Each start-build.yml run uses the plugins name as a concurrency group, to stop multiple builds for the same plugin from running at the same time, without stopping builds from different checks for different plugins from continuing.

Contribute

Thanks for your interest! as long as the project doesn't hit github's 256 job limit, it should be fine.

Use this boilerplate for main-workflow.yml edits

Just replace all instances of replaceme with the repo name in the caddy-dns org, and then paste them into the places mentioned in the comments.
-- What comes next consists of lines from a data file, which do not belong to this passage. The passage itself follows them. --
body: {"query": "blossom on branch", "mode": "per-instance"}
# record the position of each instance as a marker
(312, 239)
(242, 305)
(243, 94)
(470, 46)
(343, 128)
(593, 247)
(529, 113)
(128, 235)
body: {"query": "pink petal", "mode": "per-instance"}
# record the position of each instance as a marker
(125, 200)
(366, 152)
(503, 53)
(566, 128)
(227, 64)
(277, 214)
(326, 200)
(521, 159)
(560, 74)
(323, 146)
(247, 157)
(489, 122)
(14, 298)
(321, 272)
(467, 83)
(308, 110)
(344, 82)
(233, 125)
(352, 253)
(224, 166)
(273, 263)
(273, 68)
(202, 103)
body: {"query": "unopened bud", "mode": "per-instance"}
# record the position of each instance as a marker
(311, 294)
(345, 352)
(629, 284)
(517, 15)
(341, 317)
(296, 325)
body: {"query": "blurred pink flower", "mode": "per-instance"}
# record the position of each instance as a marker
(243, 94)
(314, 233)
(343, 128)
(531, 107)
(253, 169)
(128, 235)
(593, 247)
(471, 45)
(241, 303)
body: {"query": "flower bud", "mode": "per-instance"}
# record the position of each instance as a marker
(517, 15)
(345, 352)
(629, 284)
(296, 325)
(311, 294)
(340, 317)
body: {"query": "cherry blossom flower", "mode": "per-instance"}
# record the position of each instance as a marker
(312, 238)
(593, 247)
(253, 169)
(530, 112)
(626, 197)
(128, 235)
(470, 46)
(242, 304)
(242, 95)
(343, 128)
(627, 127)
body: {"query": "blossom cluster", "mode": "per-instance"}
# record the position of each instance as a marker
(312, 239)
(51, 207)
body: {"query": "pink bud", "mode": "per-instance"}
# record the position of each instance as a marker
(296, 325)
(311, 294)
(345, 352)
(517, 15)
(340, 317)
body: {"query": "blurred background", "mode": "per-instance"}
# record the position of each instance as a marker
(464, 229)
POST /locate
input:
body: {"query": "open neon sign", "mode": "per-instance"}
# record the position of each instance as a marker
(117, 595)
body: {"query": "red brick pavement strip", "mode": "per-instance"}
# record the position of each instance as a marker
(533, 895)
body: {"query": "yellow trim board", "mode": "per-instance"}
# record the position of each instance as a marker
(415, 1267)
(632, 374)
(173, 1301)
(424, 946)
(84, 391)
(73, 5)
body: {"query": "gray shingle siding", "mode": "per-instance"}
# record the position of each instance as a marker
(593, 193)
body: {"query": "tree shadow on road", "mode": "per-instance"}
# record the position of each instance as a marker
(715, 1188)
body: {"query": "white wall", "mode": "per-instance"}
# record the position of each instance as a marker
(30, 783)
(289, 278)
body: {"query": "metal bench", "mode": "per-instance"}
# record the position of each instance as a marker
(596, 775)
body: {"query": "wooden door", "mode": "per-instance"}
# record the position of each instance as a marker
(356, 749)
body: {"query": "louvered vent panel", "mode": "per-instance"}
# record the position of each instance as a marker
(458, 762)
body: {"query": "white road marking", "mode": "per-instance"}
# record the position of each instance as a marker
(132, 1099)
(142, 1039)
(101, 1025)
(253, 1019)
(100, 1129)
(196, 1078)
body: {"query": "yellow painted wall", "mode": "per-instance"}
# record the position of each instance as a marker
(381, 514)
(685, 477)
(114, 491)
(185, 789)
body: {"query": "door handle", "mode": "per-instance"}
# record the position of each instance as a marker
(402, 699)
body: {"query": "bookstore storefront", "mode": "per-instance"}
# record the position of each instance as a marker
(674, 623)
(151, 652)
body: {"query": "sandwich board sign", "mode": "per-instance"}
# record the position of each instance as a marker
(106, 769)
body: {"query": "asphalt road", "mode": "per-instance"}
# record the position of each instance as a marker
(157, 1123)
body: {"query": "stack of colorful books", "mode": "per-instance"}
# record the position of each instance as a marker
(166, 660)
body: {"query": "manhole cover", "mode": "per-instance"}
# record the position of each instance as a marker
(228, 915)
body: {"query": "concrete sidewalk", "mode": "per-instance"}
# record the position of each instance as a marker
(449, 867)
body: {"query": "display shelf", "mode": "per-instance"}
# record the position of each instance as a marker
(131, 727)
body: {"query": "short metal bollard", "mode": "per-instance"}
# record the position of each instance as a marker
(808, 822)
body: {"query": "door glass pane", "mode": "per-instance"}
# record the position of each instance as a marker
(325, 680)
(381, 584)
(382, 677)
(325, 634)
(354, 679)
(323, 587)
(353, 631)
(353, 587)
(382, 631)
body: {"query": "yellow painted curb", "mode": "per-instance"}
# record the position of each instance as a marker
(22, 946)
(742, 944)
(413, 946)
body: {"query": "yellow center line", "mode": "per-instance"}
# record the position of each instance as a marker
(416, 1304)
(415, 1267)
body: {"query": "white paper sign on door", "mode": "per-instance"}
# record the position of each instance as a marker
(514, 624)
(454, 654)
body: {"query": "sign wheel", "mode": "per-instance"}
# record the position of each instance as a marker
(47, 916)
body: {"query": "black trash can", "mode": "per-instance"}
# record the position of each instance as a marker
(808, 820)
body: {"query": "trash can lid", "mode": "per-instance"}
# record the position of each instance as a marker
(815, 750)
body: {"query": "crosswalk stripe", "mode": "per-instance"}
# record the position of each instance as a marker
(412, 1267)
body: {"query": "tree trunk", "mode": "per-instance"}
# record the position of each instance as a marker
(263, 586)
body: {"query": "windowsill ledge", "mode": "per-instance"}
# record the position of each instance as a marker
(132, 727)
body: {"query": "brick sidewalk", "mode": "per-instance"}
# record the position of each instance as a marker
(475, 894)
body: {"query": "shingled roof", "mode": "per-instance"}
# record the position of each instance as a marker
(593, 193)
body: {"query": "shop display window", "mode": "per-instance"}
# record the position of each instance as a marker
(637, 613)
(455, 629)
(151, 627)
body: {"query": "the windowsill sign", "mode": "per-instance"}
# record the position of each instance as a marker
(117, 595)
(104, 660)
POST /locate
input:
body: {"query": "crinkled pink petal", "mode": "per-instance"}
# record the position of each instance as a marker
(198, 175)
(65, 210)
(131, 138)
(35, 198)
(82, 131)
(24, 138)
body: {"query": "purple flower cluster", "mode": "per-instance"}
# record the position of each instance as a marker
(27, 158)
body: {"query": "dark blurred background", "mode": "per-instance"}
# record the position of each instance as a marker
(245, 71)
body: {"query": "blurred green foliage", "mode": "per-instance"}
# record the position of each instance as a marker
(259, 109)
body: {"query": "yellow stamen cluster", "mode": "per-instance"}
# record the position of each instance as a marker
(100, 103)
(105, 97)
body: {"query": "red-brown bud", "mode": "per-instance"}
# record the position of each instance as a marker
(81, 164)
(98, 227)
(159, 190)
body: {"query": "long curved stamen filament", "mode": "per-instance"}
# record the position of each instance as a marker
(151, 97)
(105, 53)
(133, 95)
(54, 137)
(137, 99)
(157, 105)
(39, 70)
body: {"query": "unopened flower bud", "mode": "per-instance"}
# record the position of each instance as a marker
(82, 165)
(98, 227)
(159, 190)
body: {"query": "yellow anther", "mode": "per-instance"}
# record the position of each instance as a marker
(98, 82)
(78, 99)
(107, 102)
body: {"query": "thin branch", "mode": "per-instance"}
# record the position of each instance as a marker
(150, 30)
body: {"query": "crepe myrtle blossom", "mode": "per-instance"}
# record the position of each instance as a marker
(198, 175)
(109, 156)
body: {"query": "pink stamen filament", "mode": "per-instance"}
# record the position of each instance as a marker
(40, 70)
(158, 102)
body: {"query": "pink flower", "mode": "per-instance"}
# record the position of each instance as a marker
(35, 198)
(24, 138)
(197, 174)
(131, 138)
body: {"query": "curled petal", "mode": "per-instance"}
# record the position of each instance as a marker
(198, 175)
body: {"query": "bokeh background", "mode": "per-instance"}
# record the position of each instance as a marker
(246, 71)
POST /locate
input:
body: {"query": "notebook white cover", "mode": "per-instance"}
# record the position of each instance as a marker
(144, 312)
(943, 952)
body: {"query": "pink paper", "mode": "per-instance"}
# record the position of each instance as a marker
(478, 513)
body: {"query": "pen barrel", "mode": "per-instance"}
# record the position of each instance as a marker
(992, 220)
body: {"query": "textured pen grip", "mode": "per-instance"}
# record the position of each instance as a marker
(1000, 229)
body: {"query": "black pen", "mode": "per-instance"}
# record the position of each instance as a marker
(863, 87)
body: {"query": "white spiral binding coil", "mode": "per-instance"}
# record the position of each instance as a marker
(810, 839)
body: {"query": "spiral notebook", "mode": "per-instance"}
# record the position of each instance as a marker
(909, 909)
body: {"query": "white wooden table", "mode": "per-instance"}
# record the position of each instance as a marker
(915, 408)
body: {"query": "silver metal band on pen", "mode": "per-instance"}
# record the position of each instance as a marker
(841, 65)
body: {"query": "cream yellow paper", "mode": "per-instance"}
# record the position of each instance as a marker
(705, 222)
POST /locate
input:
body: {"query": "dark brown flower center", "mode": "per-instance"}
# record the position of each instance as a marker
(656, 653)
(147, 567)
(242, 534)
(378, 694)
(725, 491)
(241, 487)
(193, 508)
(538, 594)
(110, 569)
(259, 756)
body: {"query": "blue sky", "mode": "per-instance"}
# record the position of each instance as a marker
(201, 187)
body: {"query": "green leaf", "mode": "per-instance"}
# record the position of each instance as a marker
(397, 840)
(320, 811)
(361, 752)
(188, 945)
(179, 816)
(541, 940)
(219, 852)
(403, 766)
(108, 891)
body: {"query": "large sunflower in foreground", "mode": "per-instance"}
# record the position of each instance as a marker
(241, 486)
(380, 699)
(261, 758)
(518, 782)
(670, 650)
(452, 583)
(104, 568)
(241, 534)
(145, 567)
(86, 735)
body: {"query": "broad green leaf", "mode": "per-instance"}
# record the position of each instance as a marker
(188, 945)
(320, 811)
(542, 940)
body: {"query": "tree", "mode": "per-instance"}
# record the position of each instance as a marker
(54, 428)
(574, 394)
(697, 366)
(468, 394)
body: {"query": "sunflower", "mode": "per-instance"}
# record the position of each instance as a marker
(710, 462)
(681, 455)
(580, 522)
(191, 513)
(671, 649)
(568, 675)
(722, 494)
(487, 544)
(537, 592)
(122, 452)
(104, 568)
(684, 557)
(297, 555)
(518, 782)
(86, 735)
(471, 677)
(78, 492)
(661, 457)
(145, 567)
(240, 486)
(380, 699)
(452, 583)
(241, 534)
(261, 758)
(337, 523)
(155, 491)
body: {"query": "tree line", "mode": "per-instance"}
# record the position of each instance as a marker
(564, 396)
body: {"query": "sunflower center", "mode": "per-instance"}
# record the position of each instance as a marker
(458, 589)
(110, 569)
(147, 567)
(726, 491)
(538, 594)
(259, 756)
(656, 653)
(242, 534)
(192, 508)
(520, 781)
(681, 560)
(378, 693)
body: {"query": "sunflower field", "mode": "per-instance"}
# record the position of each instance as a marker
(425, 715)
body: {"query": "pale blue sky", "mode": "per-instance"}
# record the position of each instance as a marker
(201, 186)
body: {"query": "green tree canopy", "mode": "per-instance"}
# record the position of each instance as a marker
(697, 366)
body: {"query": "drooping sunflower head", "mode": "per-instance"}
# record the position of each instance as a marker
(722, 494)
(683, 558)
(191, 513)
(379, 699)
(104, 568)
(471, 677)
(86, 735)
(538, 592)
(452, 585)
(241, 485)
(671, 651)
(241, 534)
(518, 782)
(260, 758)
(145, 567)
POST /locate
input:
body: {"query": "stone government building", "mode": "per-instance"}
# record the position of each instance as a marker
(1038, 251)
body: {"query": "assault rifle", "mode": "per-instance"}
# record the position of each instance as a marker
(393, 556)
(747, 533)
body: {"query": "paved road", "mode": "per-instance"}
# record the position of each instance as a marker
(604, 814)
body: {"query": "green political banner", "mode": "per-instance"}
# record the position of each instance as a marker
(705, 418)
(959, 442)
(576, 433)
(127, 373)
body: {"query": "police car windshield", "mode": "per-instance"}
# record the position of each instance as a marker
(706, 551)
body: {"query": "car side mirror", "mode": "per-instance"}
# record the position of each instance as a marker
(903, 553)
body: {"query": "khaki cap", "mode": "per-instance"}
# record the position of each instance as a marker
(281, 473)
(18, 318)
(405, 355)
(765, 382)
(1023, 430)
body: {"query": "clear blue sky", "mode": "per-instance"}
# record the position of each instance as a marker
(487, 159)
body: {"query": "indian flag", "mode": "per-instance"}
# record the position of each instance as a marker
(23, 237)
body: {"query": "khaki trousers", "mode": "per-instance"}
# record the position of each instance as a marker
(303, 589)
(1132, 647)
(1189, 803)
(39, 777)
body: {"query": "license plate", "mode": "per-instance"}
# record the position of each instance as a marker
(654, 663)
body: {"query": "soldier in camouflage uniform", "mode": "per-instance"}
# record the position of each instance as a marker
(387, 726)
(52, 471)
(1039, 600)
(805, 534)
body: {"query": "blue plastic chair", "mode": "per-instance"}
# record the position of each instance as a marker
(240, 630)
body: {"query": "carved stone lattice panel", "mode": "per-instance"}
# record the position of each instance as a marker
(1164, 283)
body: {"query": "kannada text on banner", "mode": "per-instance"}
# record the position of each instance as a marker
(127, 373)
# new output in the `check-for-plugin-updates` job
      replacme: ${{ steps.replacme.outputs.replacme-out-of-date || steps.caddy-check.outputs.plugins-out-of-date }}
# new step in the `check-for-plugin-updates` job
      - name: Pull replacme plugin remote commits
        if: ${{ github.event.inputs.trigger_all_builds == 'false' || github.event.inputs.trigger_all_builds == '' && needs.check-for-new-caddy-release.outputs.caddy == 'false' }} #workaround, github inputs will be empty by default        
        id: replacme
        run: sh commit-check.sh https://github.com/caddy-dns/replacme replacme-local.txt git-hashes/replacme.txt replacme-out-of-date
# new job at the end of the file
  trigger-replacme-build:
    needs: check-for-plugin-updates
    if: ${{ needs.check-for-plugin-updates.outputs.replacme == 'true' }}
    uses: FarisZR/caddy-dns-OCI/.github/workflows/start-build.yml@main
    permissions:
      packages: write
      contents: write
    secrets: inherit
    with:
      dockerfile: Dockerfile
      dockerfile_alpine: Dockerfile-alpine
      image_title: Caddy with replacme dns plugin
      license: MIT
      tag: replacme
      alpine_tag: replacme-alpine
      go_plugin_link: github.com/caddy-dns/replacme
      hash_file: git-hashes/replacme.txt
      plugin_name: replacme
      repo: https://github.com/caddy-dns/replacme

New hash file

Create an empty .txt file named after the upstream repos name in the git-hashes folder. For example, the ovh plugins file is called ovh.txt because the repos name is ovh.